In Moskau nahm er die Stelle eines Stadtphysicus ein und bereiste 1722 das Gouvernement Moskau bis nach Nishnei Nowgorod, um die Ursache einer auf dem Land vielfach verbreiteten, ungewöhnlichen und unbekannten Krankheit zu ermitteln. Er wies nach, daß die Ursache der Krankheit in Genuß von Roggen zu suchen sei, der durch Mehlthau verdorben, und schrieb darüber eine Abhandlung: „Diss. medica de seminibus loliaceis secalis nigris corruptis et incurvatis vulgo: Kornmüttern, varios morbos epidemicos anno 1722 in autumno et hieme producentibus tam in territorio Moscoviae, quam Niesnae“. Ein Auszug aus der Abhandlung ist in den Acta Eruditor. Lips. A. 1723 p. 446–451 gedruckt. Die Abhandlung selbst befand sich 1760 in den Händen Müller’s. Im J. 1732 wurde S. unter Beibehaltung seines Jahresgehalts dem in Moskau lebenden [207] Zar v. Georgien Wachtang als Leibarzt beigegeben; in dieser Stellung starb er am 3. November 1739.

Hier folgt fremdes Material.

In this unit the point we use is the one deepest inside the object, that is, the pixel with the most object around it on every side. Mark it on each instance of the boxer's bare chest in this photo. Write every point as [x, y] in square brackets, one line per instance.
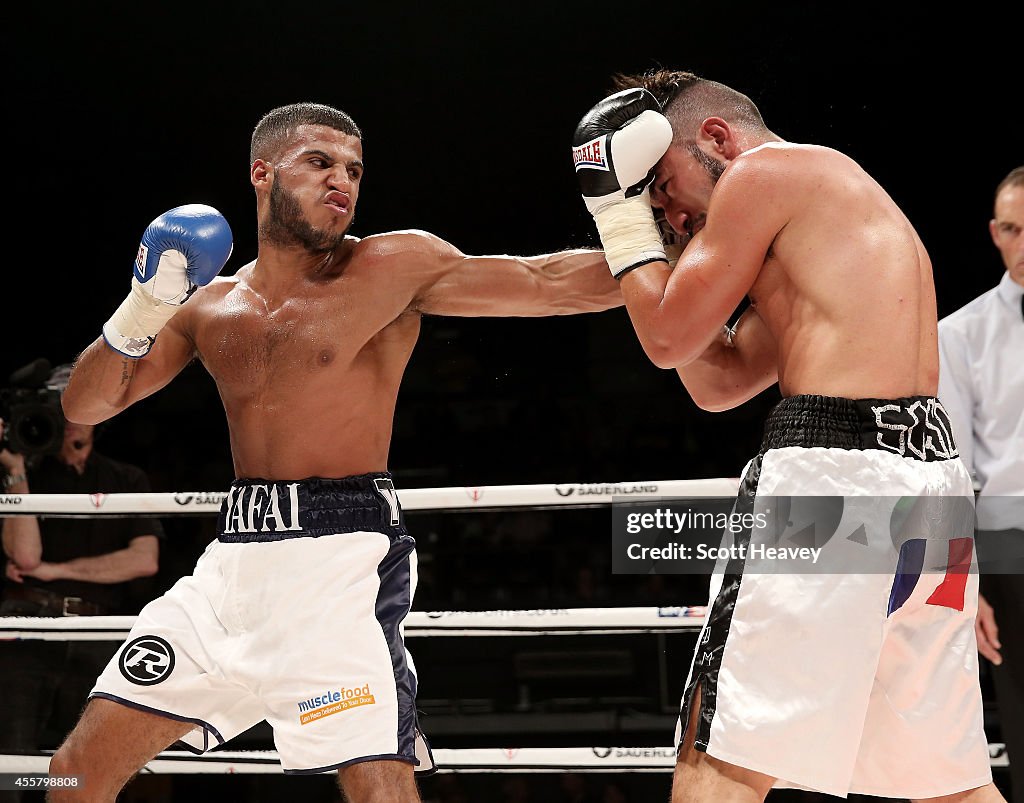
[248, 339]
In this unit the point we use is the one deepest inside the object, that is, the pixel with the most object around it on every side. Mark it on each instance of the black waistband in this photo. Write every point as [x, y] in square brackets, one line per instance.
[914, 427]
[273, 510]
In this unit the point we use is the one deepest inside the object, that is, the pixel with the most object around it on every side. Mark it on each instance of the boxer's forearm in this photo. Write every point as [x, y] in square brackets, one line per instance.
[22, 540]
[98, 386]
[137, 560]
[729, 372]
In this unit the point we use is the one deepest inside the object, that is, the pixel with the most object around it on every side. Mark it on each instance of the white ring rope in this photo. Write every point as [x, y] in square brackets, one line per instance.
[602, 759]
[565, 622]
[473, 498]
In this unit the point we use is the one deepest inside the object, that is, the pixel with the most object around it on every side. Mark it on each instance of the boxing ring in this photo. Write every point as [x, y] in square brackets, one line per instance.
[520, 623]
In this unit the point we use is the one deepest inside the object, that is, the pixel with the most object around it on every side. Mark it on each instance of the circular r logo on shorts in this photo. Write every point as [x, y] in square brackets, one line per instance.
[146, 660]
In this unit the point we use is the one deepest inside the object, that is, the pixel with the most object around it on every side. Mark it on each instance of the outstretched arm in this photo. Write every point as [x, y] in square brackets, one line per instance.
[739, 364]
[181, 251]
[679, 313]
[103, 381]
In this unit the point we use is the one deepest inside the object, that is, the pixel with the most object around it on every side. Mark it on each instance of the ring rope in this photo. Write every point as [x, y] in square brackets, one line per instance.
[473, 498]
[596, 759]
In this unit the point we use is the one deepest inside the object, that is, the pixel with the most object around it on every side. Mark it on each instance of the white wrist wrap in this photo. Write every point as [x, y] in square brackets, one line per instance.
[134, 325]
[629, 234]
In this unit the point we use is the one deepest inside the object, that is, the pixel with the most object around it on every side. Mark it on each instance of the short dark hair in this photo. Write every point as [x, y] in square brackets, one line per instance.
[687, 99]
[1014, 178]
[278, 124]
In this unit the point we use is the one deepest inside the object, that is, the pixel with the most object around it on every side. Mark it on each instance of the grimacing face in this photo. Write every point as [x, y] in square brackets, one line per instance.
[1007, 229]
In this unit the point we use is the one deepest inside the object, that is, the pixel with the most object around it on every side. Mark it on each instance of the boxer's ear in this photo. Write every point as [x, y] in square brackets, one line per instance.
[719, 134]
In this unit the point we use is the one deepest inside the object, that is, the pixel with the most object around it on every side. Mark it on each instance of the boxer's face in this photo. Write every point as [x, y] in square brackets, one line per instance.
[313, 188]
[684, 178]
[1008, 230]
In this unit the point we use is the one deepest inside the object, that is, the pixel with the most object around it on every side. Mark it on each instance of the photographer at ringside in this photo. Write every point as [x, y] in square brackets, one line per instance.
[62, 566]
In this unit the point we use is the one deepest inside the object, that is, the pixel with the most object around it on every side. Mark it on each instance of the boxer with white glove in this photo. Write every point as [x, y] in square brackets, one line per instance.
[614, 150]
[180, 251]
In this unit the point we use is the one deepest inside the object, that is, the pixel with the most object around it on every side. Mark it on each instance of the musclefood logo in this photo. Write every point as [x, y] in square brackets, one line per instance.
[333, 702]
[606, 490]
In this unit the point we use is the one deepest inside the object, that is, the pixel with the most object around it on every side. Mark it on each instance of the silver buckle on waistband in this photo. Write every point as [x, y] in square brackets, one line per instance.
[66, 601]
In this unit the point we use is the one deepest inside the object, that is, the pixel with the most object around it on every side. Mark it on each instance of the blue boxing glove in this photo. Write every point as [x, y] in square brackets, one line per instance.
[181, 250]
[614, 150]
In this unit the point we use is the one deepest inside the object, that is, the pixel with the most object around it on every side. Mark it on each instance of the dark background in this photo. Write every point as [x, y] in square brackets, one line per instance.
[119, 112]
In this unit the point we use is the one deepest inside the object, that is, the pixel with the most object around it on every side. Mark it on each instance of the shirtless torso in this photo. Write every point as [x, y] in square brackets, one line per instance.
[307, 347]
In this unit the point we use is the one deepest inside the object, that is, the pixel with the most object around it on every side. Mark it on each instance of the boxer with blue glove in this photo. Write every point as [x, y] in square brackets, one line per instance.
[307, 344]
[180, 251]
[614, 150]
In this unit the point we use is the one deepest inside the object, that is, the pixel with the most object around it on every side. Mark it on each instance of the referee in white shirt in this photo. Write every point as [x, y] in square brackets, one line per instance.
[981, 384]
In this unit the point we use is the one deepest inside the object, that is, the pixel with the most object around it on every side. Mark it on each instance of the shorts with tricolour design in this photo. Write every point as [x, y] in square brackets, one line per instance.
[293, 615]
[849, 665]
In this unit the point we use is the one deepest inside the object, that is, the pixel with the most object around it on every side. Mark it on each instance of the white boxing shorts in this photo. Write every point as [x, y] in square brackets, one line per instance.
[852, 669]
[293, 615]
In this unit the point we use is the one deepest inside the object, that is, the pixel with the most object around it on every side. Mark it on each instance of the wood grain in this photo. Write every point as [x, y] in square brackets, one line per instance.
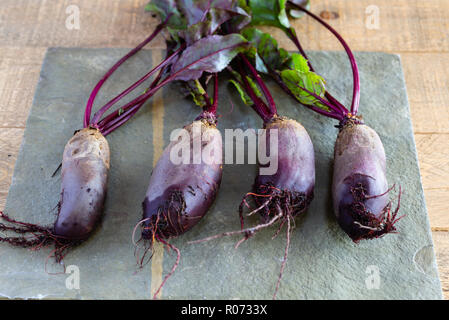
[428, 93]
[19, 67]
[418, 30]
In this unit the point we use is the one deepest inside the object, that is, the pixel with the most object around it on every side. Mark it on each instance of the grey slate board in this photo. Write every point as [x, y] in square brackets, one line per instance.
[323, 262]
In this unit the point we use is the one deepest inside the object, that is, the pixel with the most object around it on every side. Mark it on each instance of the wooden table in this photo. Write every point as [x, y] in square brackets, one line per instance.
[417, 30]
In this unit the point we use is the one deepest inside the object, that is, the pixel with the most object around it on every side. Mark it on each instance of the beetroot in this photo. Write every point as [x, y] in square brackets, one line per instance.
[287, 192]
[179, 195]
[360, 189]
[85, 167]
[291, 188]
[359, 184]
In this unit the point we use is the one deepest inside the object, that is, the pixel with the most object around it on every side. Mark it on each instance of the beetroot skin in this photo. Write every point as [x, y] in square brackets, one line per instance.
[360, 187]
[85, 167]
[290, 189]
[84, 177]
[179, 195]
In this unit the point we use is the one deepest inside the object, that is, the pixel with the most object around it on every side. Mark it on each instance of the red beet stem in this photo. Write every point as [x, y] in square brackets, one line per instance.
[97, 88]
[355, 71]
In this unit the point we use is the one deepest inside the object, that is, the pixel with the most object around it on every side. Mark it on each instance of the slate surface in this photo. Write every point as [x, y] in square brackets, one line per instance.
[323, 262]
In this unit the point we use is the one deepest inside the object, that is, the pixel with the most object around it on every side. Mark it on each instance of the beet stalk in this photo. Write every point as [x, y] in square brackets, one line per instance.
[285, 194]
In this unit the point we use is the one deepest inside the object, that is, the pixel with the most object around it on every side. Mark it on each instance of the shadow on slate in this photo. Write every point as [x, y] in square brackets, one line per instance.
[323, 262]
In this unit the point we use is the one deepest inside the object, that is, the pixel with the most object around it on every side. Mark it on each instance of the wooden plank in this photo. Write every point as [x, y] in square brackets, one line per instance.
[438, 208]
[441, 244]
[405, 25]
[19, 67]
[42, 23]
[433, 154]
[427, 86]
[10, 140]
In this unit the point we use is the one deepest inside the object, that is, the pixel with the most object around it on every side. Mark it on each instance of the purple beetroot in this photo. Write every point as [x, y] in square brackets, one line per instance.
[283, 195]
[360, 188]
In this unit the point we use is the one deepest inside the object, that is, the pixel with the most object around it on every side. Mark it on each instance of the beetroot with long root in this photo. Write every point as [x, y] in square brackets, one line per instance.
[281, 196]
[359, 189]
[85, 166]
[181, 191]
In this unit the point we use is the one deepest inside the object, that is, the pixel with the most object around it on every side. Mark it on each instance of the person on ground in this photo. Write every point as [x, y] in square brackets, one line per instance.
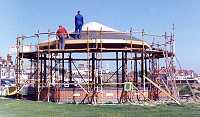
[62, 34]
[78, 25]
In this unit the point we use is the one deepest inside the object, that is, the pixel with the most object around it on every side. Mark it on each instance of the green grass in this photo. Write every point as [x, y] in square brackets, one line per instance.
[14, 108]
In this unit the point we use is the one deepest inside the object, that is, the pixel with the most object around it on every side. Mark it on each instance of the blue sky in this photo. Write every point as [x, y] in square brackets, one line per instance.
[157, 16]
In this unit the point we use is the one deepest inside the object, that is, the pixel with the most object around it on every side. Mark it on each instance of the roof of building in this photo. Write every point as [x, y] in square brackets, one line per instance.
[95, 26]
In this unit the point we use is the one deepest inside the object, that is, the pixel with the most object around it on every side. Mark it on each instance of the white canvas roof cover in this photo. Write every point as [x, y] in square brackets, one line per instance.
[95, 26]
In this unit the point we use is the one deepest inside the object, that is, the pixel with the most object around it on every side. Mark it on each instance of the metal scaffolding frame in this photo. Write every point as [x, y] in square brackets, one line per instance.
[49, 69]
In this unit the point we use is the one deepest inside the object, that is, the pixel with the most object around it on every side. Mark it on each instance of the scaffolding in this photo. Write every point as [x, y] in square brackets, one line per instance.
[51, 75]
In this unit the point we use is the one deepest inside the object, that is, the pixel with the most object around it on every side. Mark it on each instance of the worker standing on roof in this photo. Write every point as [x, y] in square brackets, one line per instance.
[62, 34]
[78, 25]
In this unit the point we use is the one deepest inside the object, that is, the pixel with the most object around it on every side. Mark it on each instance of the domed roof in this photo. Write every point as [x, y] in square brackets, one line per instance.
[95, 26]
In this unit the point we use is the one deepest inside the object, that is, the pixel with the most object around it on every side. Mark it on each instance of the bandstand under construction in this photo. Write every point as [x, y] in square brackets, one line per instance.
[141, 71]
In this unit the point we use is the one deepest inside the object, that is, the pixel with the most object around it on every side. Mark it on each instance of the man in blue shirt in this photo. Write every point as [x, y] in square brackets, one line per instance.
[78, 24]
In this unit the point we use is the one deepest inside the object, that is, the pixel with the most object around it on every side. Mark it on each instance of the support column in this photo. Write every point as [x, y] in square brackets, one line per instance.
[51, 68]
[93, 69]
[142, 69]
[70, 67]
[136, 70]
[45, 68]
[41, 72]
[117, 74]
[63, 69]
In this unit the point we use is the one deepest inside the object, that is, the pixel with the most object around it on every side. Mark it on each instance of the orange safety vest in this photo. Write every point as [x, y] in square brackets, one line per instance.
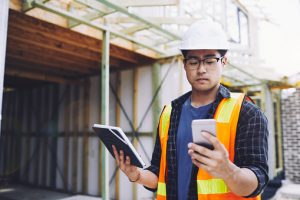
[208, 187]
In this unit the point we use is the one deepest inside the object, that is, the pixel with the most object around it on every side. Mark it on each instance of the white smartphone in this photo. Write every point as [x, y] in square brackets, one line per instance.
[207, 125]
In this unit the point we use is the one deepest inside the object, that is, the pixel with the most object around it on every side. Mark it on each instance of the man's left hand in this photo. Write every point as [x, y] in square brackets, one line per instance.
[216, 162]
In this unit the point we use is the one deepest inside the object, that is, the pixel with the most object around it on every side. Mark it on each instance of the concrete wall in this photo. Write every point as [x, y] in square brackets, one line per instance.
[37, 134]
[291, 133]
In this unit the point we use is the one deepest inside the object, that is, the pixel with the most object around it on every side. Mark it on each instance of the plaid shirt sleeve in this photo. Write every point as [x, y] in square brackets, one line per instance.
[251, 150]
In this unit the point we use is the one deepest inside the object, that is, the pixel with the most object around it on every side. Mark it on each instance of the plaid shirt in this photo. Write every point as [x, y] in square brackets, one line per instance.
[251, 146]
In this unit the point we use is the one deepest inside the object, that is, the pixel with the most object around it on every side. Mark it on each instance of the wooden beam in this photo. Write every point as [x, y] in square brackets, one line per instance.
[69, 36]
[157, 20]
[24, 44]
[146, 3]
[25, 65]
[32, 57]
[34, 75]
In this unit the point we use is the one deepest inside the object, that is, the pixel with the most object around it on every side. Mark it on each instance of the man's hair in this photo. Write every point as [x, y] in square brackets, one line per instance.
[221, 51]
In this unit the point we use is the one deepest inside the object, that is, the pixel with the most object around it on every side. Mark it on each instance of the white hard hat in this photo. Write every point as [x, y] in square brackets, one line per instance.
[204, 34]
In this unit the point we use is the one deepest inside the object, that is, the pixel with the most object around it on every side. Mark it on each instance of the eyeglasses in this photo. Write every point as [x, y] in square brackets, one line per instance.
[208, 63]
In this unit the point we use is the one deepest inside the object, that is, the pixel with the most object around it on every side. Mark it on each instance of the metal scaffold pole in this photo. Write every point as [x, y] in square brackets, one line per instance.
[105, 112]
[3, 36]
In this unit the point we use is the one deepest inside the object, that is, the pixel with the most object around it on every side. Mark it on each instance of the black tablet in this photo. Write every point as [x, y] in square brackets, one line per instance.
[111, 135]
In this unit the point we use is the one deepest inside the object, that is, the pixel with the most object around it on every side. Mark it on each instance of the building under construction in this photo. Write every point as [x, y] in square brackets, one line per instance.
[68, 64]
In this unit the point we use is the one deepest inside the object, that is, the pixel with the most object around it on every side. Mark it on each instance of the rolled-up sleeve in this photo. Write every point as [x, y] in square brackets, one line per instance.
[251, 150]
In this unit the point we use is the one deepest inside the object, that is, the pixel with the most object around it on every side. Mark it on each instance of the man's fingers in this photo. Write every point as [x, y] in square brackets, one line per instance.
[201, 150]
[122, 164]
[214, 140]
[203, 159]
[116, 154]
[127, 161]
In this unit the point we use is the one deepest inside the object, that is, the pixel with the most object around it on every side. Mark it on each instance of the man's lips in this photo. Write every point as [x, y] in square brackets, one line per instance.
[202, 79]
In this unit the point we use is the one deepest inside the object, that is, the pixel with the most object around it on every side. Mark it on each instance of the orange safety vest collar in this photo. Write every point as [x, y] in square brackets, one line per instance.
[208, 187]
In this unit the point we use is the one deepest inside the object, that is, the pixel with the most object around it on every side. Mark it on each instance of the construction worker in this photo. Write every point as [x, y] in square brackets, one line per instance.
[236, 167]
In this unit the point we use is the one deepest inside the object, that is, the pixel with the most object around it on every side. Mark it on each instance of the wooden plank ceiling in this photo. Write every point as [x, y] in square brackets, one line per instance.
[38, 50]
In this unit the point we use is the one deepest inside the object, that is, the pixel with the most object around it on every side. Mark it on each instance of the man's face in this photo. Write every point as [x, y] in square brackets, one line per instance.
[206, 76]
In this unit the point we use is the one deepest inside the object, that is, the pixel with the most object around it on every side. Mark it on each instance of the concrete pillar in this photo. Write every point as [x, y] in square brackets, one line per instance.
[269, 112]
[3, 35]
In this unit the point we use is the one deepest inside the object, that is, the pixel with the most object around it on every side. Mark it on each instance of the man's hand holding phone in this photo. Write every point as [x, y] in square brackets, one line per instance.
[208, 153]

Außer den genannten Abhandlungen hat S. drucken lassen: „Pharmacopoea portatilis oder Kleine, doch wolversehene Haus-, Feld- und Reiseapotheke“, Leipzig 1707, und eine „Diss medica de vomitu lethali“ etc. (Acta medicophysic. Acad. Nat. curios. Cent. III et IV in append. Pg. 147, A. 1814), ferner eine „Diss. de mumia Persica i. e. remedio in Asia celeberrimo“, Acta Erudit. Lips. 1725, p. 150 und Acta Natur. Cur. Vol. I 1727, App. 150.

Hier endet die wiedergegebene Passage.